Events – Merge #events #merge

Intro

John_James posted these requests for help in a post to the Home page:

  1. What I would like to do now is clean some data where indi’s have a death event and the gedcom contributor has used a custom “Cause of Death” event so in other words “Details” from “EventType 1021″ into “EventType 2″ where OwnerID is the same.
  2. The other thing I could achieve myself at present would be to change all EventType 1021 to EventType 2 but then I would have duplicate events to deal with and that is another query I would find most useful in the future.

Let’s see what we might do.

Copy Description from Cause of Death Event to Death Event Description

The Descriptions are contained in the Details column of EventTable, a TEXT type. We know the EventTable.EventType is 2 and 1021, respectively, for Death and Cause of Death (the second a custom FactType whose ID number may vary with subsequent or other imports.
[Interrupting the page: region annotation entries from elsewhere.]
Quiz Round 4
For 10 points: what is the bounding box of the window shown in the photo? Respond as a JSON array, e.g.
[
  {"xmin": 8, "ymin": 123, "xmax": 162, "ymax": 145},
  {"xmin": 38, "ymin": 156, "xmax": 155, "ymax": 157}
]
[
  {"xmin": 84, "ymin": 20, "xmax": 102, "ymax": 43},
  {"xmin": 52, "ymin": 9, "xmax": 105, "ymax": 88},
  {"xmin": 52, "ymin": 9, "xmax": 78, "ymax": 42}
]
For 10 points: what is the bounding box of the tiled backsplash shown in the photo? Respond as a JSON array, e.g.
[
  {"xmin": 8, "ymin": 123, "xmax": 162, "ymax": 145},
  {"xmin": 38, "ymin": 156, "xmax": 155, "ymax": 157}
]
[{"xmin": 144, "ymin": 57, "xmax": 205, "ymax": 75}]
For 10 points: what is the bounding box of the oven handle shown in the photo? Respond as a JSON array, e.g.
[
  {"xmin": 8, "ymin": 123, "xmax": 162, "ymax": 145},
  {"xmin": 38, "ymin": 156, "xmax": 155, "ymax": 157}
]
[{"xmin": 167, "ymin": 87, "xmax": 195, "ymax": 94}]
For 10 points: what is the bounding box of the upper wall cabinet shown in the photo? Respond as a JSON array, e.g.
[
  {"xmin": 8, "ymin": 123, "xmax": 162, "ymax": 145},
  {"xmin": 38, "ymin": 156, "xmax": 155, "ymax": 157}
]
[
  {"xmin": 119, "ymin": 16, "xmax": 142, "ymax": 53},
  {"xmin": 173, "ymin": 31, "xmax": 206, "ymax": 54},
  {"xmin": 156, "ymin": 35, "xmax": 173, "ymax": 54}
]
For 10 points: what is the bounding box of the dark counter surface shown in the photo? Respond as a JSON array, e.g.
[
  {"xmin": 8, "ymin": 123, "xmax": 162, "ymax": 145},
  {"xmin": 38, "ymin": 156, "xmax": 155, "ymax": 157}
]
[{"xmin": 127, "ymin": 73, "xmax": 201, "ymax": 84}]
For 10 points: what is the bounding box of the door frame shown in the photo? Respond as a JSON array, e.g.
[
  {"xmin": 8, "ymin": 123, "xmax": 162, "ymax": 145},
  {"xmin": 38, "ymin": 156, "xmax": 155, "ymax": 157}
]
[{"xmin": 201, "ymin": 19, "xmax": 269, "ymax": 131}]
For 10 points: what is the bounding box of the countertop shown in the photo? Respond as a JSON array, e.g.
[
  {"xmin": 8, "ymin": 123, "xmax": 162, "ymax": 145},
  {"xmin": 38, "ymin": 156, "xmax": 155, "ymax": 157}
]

The only Death events we wish to modify are those for which there is a corresponding Casue of Death event, i.e., for a common person, designated by the common OwnerID. Because both Death and Cause of Death are solely individual FactTypes, not Family or other, we can safely ignore OwnerType. It’s possible there might be more than one Death event and/or Cause of Death event for a person but we will assume that is not the case. Let’s see how many pairs of the two events we have. Here is where the JOIN command is necessary.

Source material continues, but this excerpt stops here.